神の社会実験・第18章
男性が話終えるまで黙って聞いていた父は、そこで穏やかに微笑み、「貴重なご意見を、ありがとうございました」と礼を述べた。母も軽く頭を下げて、神妙に「ありがとうございました」と言った。
正直、僕にはこの人の言う「ボブ・マーリーの魂の追及」なる物が一体何なのかは良く分からなかった。でも、とりあえずこの人がこの島に残ったことを後悔していない事と、島のシステムが結構ちゃんと機能している事は分かった。お金の心配が皆無で、だらけようと思えば幾らでも怠けられる所で、ちゃんと社会が機能している。それは、天使や悪魔の存在など、ここの隣の島国と違った[何か]があるからだろうか。それとも、神様が選んだ人たちが結構ちゃんとした人たちだからだろうか。

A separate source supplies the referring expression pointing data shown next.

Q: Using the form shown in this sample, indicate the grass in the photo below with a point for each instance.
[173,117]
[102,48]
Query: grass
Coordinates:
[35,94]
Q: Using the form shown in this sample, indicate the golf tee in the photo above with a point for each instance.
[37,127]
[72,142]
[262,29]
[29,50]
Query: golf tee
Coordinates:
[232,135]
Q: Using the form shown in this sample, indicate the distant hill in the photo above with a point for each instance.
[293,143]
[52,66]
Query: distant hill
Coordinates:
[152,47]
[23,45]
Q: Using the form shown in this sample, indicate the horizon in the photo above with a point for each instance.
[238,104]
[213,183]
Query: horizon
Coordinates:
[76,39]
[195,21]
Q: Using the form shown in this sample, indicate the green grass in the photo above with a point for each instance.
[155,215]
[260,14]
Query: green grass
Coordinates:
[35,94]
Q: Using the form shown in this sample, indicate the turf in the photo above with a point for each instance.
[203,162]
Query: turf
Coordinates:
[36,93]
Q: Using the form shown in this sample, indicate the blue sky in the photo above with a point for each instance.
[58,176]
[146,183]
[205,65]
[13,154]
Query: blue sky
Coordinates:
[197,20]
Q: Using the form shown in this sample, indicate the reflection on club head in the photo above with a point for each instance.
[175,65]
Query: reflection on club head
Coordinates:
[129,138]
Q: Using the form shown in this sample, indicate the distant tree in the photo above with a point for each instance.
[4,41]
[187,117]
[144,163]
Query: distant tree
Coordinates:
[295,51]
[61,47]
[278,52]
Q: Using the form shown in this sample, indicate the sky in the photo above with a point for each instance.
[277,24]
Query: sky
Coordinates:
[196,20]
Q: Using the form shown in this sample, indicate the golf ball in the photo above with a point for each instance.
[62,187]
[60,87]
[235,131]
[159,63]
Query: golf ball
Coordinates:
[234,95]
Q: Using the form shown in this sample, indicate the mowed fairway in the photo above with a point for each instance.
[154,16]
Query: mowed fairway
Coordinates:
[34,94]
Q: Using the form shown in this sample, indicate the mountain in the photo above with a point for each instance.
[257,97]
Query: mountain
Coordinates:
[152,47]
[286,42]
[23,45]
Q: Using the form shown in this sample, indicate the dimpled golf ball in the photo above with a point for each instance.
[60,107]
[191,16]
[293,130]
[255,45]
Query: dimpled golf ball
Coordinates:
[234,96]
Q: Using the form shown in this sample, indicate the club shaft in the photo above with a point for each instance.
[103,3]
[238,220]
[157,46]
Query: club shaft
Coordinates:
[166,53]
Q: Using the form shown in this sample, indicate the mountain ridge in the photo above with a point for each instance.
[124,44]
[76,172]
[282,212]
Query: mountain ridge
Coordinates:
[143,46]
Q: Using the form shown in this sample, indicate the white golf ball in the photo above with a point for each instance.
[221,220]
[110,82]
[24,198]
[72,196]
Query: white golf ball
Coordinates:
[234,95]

現に、初めは浮かれてしまっていた、一見ちょっと頼りなさそうなこの出前の男性も、他の人たちが嬉々として働いているところを見て悩んでしまったあたり、根は割と真面目なのだろう。
僕の知る限り、父も母も音楽活動は趣味であって仕事では無いなんていう、硬い考えを持つ人たちではない。でも、僕の将来を決めるのに、この体育会系なのに少しフラフラした男性の意見をどれ程まで参考にしているのかは、見当もつかなかった。多分、この人を捕まえて、息子の知り合い第一号として、よろしくお願いします、なんて事にはならないだろうな。すごく良い人そうなのは、確かなのだけど。僕がそんなことを考えていると、母が少し声を潜めてこう言った。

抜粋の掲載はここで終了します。